Liputan6.com, Palembang - Kasus pemasungan yang masuk kategori pelanggaran hak asasi manusia (HAM) masih banyak terjadi di Sumatera Selatan (Sumsel).
Dari data Dinas Sosial (Dinsos) Sumatera Selatan (Sumsel), Kabupaten Empat Lawang mengantongi kasus pemasungan terbanyak dari beberapa kabupaten/kota di Sumsel. Jumlahnya mencapai 92 orang, dengan 35 orang yang masih dipasung dan 57 Orang Dengan Gangguan Jiwa (ODGJ) yang pernah dipasung tetapi sudah dilepas.
Seperti di Kecamatan Muara Pinang, Kabupaten Empat Lawang, tercatat ada enam ODGJ yang terpasung. Dari data yang diperoleh, tinggal dua orang yang masih terpasung dengan kondisi yang memprihatinkan.
Amrullah (42) menjadi salah satu korban pemasungan di kediamannya di Desa Lubuk Tanjung, Kecamatan Muara Pinang. Bapak dua anak ini harus bertahan hidup dengan rantai pasungan yang membelenggu pinggangnya.

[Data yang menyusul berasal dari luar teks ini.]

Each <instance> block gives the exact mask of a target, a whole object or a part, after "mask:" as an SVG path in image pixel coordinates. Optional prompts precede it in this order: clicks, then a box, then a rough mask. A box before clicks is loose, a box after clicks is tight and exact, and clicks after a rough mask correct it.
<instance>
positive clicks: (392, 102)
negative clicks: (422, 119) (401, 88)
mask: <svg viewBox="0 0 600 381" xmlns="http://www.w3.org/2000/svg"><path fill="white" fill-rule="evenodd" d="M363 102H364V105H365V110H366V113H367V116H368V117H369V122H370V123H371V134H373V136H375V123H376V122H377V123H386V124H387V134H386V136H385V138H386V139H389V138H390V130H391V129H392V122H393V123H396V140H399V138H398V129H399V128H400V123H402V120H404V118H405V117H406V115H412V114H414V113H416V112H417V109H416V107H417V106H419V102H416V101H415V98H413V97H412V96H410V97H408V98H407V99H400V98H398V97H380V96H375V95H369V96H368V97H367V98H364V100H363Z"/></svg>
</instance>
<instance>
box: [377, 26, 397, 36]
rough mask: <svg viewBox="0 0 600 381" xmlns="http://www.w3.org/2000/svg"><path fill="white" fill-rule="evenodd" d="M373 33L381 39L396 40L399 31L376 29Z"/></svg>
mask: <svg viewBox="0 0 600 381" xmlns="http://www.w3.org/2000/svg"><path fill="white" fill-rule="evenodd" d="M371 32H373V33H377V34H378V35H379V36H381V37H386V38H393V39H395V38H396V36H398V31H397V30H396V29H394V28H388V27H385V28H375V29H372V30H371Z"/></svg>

Sang ibu, Rusna (62), saat ini hanya bisa pasrah karena tidak tahu lagi bagaimana cara mengobati anaknya. Sudah hampir tiga tahun Amrullah mengalami gangguan jiwa dan baru dua tahun terakhir terpaksa dipasung.
"Sudah dua kali dipasung, tapi rantainya lepas. Jadi sekarang dipasung di pinggang agar tidak lepas. Kalau keluar rumah, suka mengganggu bahkan menyerang warga. Saya juga sering diserangnya," ucap Rusna kepada Liputan6.com, beberapaa waktu lalu.
Sebelum mengalami gangguan kejiwaan, anak ketiga dari enam bersaudara itu dua kali kandas saat berumah tangga. Kondisi jiwanya mulai terganggu setelah hasil kebun kopi yang siap panen ternyata dicuri oleh orang.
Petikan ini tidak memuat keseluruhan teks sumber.